A fortunate similarity between the hippocampus and transformers

In their quest to optimize machine learning processes, experts found a practical similarity in the way transformers — a popular deep learning model — and the hippocampus — a brain structure key to memory — compute information.

Unlike other artificial neural networks, which process information as a linear sequence, transformers can process an entire input all at once. By employing “self-attention” (a mechanism which allows individual inputs to interact with one another), this model weights the significance of each part of the input data, making it possible to process a disordered flow of information and adapt to rapidly changing input — something most AIs cannot do. 

Artificial neural networks (ANNs) are computer systems inspired by the biological neural networks of the brain. They are composed of connected units called “artificial neurons” that transmit signals to each other in the form of real numbers. (Image: The Opte Project via Wikimedia Creative Commons)

Scientists believe that by developing and retooling transformers, it would be possible to better understand the functioning of artificial neural networks and, more importantly, grasp the complexity of seemingly effortless computations from real-life data that the brain performs. 

Transformers and their main application

Transformers were first developed in 2017 by a Google Brain team as a new way for AI to process language. What made this model so innovative was that, instead of processing a sentence as a string of words, its self-attention mechanism could provide context for any position of the input sequence.

In practical terms, this meant that if a natural language sentence — such as a saying or a common expression — was received, the engine would process the sentence all at once instead of making sense of one word at a time. This resulted in the optimization of language processing and the reduction of machine training times.

Alternative applications: Memory retrieval

Since then, transformers have been employed in different fields with much success. One noteworthy application was proposed in 2020 by computer scientist Sepp Hochreiter, who, together with his team at the Johannes Kepler University in Linz (Austria), used a transformer to refine a memory retrieval model introduced forty years ago, known as Hopfield network.

Once transformers were incorporated into the Hopfield network, the scientists found that the mechanism’s connections became more effective, allowing it to store and retrieve more memories compared to the standard model. The model was then further enhanced by integrating the transformers’ unique self-attention mechanism into the Hopfield network itself.

Kismet, a robot that can recognize and simulate emotions. Through artificial intelligence, scientists have tried to model and understand human faculties. (Image: BetacommandBot via Wikimedia Creative Commons)

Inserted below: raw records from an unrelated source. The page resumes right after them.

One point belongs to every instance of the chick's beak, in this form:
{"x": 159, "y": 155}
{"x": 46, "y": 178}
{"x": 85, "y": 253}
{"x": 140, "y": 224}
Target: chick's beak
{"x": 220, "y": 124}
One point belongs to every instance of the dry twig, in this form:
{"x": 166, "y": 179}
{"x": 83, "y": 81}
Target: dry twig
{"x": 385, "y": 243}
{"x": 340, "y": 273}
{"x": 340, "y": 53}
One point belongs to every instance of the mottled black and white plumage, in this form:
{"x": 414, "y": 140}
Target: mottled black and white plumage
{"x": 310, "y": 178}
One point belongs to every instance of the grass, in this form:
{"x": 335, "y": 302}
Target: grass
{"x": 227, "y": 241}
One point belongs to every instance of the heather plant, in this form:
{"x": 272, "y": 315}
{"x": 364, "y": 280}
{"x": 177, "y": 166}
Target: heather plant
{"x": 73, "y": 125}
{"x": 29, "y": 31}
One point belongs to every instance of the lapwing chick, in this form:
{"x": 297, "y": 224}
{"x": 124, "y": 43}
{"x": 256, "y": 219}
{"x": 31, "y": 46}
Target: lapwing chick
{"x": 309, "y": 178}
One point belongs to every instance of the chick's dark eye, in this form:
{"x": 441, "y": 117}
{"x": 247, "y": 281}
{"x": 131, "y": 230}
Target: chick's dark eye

Where natural symmetry becomes a rule 

To take it a step further, scientists tried a different approach earlier this year. They modified the Hopfield network’s transformer so that, instead of treating memories as linear sets of data — as it typically would do with language — it would encode them as coordinates in higher-dimensional spaces.

The researchers were fascinated by the results. The pattern shown by the spatial coordinates was mathematically equivalent to the patterns exhibited by grid cells in the hippocampus of the brain. “Grid cells have this kind of exciting, beautiful, regular structure, and with striking patterns that are unlikely to pop up at random,” explained Caswell Barry, professorial research fellow at University College London. 

Spatial autocorrelogram of the neuronal activity of the grid cell from the first figure. (Image: Torkel Hafting via Wikimedia Creative Commons)

The discovery hinted at the potential of AI to help us understand the human body, but also pointed to the amazing precision and intricacies of the brain that we have yet to comprehend. In fact, even the best-performing transformers only work well for words and short sentences and are far from matching the brain’s abilities to perform larger-scale tasks, such as storytelling.

While there are many limitations to AI, and grave concerns about its potential applications, its utility in helping us discover the depth of the miraculous workings of the human brain may be a step in the right direction.